Idealnya sih, tes buta warna dilakukan jauh-jauh hari sebelum memilih sekolah/kampus idaman. Sejak dini, sejak anak-anak bisa mengenal angka, huruf dan tentunya warna yang menjadi elemen alat tes buta warna yang biasa disebut sebagai Ishihara Plate atau piring Ishihara, tentu bagus lagi!
Memang sudah seharusnya, saya, anda atau siapa saja berkepentingan untuk menggantungkan cita-cita setinggi langit. Bahkan, mendiang Presiden Soekarno juga pernah mengatakan dalam pidatonya, "Gantungkan cita-citamu setinggi langit! Bermimpilah setinggi langit. Jika engkau jatuh, engkau akan jatuh di antara bintang-bintang."
Menggantungkan cita-cita setinggi langit tentu diawali dengan mendefinisikan cita-cita atau menentukan cita-citanya secara riil terlebih dahulu yang secara keseluruhan sangat bermanfaat untuk membantu memetakan road map masa depan yang harus dilalui berikut berbagai persiapan dan perlengkapan yang dibutuhkan.
Di era sekarang, salah satu road map yang ikut menentukan keberhasilan mencapai cita-cita adalah kesesuaian/relevansi pilihan sekolah dengan cita-cita yang dipilih.
Misalkan saya ingin menjadi dokter, maka setidaknya (minimal) sejak SMA, saya sudah harus memulai roadmap-nya dengan memilih masuk jurusan IPA, bukan IPS atau yang lainnya, karena di SMA hanya jurusan IPA yang mempunyai relevansi/kesesuaian dengan cita-cita saya menjadi dokter, begitu juga jurusan kuliah yang dipilih setelah lulus SMA, ya harus fakulltas kedokteran, bukan fakultas pertanian!
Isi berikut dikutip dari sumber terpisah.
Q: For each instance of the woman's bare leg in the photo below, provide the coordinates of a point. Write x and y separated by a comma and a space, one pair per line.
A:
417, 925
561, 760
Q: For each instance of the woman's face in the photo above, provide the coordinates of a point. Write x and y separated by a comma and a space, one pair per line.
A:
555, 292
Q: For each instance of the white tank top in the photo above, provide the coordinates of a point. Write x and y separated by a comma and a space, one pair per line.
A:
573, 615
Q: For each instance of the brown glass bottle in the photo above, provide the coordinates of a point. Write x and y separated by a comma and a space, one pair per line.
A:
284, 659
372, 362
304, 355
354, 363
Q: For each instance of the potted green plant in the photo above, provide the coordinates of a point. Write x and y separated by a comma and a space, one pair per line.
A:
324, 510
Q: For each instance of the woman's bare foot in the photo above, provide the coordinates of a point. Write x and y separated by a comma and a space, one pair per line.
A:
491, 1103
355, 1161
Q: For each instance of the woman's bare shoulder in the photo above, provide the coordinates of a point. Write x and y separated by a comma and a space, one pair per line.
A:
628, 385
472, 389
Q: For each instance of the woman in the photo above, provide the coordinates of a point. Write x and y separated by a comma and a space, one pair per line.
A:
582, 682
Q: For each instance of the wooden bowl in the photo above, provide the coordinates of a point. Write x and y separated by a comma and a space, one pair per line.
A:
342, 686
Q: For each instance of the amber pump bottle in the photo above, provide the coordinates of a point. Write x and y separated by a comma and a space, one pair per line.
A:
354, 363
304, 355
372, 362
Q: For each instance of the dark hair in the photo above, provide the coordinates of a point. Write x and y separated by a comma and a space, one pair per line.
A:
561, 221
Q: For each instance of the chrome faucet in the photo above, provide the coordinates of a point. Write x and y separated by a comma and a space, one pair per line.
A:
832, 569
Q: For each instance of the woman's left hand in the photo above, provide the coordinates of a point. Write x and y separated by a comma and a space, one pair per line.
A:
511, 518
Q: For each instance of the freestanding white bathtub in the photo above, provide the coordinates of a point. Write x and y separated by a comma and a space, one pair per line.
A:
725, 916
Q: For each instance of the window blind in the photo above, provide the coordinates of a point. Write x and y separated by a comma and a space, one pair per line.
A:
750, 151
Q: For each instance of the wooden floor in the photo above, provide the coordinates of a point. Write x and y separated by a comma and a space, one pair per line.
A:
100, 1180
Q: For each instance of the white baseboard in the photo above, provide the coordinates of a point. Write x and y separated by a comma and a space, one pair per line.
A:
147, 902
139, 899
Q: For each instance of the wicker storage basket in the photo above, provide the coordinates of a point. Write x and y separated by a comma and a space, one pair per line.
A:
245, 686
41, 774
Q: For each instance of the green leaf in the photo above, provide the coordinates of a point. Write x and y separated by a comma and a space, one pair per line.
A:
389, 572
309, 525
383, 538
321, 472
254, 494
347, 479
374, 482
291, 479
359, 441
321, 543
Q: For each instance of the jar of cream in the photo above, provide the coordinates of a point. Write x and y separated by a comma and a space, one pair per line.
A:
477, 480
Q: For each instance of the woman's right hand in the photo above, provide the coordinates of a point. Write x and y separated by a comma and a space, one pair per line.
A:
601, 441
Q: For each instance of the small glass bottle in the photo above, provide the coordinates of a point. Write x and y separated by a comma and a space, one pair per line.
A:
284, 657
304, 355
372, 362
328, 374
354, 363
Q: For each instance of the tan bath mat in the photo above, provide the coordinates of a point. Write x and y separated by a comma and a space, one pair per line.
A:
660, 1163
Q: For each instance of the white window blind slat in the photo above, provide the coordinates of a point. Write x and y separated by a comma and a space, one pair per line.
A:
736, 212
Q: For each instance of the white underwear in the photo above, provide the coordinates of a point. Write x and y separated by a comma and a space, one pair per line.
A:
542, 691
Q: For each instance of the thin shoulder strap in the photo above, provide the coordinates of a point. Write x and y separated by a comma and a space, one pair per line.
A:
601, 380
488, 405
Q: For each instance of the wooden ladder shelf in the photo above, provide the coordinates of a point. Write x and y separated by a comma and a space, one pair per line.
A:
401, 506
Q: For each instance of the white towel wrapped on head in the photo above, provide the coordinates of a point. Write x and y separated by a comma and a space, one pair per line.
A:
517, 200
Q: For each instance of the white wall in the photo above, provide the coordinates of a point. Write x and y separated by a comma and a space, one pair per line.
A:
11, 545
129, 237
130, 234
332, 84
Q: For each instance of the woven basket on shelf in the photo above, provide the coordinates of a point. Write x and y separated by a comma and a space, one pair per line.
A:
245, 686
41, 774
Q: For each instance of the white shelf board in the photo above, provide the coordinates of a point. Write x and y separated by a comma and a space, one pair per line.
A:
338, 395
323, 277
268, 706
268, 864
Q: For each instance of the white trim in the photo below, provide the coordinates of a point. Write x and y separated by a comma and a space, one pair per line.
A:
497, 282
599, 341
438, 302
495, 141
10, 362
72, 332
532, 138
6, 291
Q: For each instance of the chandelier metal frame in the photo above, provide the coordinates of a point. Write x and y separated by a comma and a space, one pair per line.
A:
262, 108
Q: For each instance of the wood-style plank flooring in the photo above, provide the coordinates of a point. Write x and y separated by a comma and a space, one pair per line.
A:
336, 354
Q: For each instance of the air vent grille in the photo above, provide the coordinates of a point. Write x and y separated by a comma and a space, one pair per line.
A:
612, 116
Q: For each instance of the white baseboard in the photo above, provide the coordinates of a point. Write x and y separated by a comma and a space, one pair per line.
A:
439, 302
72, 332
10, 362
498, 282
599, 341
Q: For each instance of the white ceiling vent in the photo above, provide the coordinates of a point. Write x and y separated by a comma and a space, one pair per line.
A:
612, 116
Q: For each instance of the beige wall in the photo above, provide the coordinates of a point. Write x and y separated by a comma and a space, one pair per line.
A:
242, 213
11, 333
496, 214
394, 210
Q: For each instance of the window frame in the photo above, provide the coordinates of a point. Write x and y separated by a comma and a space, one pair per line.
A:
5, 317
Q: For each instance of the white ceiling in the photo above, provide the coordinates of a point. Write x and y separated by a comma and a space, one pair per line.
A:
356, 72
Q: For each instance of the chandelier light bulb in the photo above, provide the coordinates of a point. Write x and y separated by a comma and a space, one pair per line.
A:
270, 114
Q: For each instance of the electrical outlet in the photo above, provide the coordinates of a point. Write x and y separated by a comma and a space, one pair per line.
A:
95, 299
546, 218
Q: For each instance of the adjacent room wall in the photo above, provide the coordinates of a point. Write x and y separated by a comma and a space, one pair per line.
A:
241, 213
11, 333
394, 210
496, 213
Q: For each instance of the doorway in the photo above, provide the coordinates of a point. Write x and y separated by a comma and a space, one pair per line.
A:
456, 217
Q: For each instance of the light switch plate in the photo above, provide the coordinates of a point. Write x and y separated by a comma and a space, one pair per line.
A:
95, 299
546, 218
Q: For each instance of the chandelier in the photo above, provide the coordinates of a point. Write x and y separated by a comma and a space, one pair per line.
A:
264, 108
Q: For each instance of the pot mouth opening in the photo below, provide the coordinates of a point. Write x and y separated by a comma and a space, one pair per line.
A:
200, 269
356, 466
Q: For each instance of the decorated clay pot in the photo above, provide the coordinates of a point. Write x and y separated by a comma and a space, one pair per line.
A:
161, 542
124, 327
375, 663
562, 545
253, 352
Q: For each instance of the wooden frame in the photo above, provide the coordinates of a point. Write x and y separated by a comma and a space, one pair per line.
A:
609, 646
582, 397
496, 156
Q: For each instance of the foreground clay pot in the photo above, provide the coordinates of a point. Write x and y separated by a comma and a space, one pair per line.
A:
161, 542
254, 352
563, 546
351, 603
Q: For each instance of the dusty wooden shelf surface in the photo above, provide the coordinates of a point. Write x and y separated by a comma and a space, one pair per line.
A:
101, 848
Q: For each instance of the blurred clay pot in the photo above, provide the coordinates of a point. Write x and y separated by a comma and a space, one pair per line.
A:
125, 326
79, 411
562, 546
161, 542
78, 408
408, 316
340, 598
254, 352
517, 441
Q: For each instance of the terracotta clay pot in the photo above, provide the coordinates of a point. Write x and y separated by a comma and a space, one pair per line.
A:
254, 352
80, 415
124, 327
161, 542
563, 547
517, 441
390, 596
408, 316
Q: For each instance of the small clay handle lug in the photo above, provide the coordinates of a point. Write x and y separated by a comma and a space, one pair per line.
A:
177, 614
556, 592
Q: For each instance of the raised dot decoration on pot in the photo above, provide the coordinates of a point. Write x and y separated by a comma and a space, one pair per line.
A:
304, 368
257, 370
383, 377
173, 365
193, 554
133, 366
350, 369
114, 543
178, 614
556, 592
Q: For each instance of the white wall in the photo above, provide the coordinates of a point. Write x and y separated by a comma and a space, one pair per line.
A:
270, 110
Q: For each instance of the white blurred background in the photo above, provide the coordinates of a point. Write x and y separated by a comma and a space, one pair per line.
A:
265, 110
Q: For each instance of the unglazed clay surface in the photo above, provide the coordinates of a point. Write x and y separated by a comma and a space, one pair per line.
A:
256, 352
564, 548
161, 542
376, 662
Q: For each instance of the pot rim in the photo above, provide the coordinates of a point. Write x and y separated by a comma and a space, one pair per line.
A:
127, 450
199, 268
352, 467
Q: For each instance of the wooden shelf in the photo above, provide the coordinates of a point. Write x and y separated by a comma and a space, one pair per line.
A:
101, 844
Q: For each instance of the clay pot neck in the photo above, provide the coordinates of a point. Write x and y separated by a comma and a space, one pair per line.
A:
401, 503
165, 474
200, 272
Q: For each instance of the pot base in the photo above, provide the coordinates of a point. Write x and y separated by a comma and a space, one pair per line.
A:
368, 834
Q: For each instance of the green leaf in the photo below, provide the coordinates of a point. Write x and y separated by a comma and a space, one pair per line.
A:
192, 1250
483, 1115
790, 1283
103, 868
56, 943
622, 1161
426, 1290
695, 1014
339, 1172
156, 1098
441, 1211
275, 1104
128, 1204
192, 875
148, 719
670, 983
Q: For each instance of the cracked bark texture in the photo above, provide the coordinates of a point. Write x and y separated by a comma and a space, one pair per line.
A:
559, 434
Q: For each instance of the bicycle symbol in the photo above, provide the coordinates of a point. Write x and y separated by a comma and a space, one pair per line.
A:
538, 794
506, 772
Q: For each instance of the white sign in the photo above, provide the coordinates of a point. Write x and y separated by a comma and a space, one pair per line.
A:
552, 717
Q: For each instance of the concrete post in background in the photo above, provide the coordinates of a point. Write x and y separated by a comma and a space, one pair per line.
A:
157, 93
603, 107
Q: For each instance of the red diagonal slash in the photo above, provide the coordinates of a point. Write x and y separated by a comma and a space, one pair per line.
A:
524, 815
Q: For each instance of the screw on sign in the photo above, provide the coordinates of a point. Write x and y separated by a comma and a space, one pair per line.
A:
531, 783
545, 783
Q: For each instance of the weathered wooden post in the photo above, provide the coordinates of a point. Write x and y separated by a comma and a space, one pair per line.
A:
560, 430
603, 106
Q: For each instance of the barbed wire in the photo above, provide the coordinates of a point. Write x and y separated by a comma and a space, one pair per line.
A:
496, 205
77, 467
Begitu kira-kira memetakannya secara sederhana.
Sayangnya, di Indonesia kesesuaian atau relevansi pilihan jurusan sekolah dengan cita-cita yang ingin diraih ini belum bisa sepenuhnya diberlakukan, karena sampai saat ini masih ada informasi yang terputus, masih ada satu lubang bermasalah yang sepertinya terlupakan dalam sistem informasi pendidikan-sosial di Indonesia, terutama pada momen konseling penentuan jurusan sekolah saat duduk dibangku SMA, yaitu tidak adanya tes buta warna (sejak dini).
Memang ada apa dengan tes buta warna (sejak dini)? Apa manfaatnya?
Fakta Penyintas Buta Warna
Pengalaman saya waktu penjurusan di SMA tahun 90-an, hanya dibekali test psikologi untuk mengetahui minat siswa, tapi tidak dilengkapi dengan tes buta warna. Hasilnya memang benar tapi menyesatkan!
Saran dan rekomendasi dari tim psikologi yang tentunya didasarkan pada hasil tes psikologi dan hasil wawancara singkat, menyarankan saya memilih jurusan A1 (Fisika) atau A2 (Biologi) dan karena cita-cita saya ingin melanjutkan ke Fakultas Kedokteran, maka saya disarankan memilih jurusan yang konon mempunyai relevansi paling dekat, yaitu jurusan A2 atau Biologi. Sampai disini, semua OK!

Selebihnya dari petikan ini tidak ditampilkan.